Quick, what was the first front-wheel-drive subcompact to go into mass production in the United States? No, it wasn’t the Pennsylvania-built Volkswagen Rabbit, although the car in question did have a Volkswagen engine. The early U.S.-market Ford Fiesta was built in West Germany, the Simca 1204 (sold at American Chrysler dealerships) came from France, the Ford Escort and Chevy Cavalier didn’t go into American production until 1980 and 1981, respectively, and Honda didn’t start building Civics in Ohio until 1986. Chrysler Corporation claims the honor with the Dodge Omni and its Plymouth Horizon twin, which first rolled off the Belvidere Assembly line in 1977 as 1978 models. Though comprehensively obsolete by the time U.S. sales ceased in 1990, the “Omnirizon” served as perfectly functional transportation and nearly 2 million were sold here. Today’s Junkyard Gem is one of those later cars, found in a Denver self-service boneyard over the summer.

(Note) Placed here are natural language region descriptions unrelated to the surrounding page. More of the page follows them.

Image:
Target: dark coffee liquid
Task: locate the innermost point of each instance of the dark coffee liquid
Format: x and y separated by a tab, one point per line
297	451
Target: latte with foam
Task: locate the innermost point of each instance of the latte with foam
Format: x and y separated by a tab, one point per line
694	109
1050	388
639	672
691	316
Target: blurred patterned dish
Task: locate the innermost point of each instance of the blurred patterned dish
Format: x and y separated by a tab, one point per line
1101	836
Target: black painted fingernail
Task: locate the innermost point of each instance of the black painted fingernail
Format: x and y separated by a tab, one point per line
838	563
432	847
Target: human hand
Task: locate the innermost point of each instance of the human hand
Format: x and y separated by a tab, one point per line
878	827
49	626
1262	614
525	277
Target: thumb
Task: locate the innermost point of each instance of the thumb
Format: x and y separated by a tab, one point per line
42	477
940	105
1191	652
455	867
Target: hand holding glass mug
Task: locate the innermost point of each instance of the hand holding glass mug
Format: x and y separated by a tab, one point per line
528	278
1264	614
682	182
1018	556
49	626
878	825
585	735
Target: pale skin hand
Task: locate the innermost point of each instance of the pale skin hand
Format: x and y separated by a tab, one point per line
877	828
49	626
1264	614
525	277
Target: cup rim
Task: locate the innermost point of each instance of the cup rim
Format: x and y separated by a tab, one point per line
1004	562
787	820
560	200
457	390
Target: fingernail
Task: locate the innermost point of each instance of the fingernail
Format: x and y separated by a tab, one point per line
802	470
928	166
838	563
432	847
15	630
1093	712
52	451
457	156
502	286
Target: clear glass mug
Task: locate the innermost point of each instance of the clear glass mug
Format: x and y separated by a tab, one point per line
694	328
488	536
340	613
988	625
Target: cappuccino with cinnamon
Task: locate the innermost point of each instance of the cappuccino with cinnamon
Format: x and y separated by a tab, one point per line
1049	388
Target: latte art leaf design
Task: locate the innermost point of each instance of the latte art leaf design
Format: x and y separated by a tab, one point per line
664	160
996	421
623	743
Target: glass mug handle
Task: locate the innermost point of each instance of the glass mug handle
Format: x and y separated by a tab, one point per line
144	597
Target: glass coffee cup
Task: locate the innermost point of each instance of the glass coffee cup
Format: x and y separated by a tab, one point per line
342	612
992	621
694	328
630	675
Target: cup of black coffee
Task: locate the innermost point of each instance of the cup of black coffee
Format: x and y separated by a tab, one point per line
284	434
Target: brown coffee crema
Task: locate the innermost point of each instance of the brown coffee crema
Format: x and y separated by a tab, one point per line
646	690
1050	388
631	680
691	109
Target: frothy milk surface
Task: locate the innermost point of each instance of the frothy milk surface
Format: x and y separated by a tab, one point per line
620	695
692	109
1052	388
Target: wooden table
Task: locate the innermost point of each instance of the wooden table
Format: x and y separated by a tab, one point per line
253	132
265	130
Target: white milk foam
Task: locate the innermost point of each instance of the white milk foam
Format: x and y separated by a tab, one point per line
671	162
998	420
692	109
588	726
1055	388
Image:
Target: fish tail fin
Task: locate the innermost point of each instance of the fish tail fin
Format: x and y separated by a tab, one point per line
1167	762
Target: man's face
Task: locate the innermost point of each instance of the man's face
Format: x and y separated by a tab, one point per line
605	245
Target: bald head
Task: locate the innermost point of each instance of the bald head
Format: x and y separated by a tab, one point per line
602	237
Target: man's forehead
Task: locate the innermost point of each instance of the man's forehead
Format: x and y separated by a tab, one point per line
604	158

The Omnirizon was based on a design cooked up by Simca engineers working for Chrysler Europe, at the tail end of the long and convoluted Rootes Group saga. The North American version differed substantially from the Talbot/Chrysler/Simca Horizon built by Peugeot (which took over all of Chrysler Europe’s operations in 1978) and sold in Europe, but the family resemblance is obvious at a glance.
The earliest Omnirizons all had 1.7-liter Volkswagen engines, but the Chrysler 2.2 (of K-Car fame) became an option in 1981 and standard equipment by 1987 (for a while in the middle 1980s, a 1.6-liter Simca mill served as the El Cheapo base powerplant). The 2.2 in this car had 93 horses when new.
New cars with four-on-the-floor manual transmissions would be available here for another eight years after 1988, but the 1988 Omnirizon came with a five-speed manual as base equipment. If you wanted a three-speed automatic in your new ’88 Omni or Horizon, the price tag was a staggering $769 (about $1,845 in 2021).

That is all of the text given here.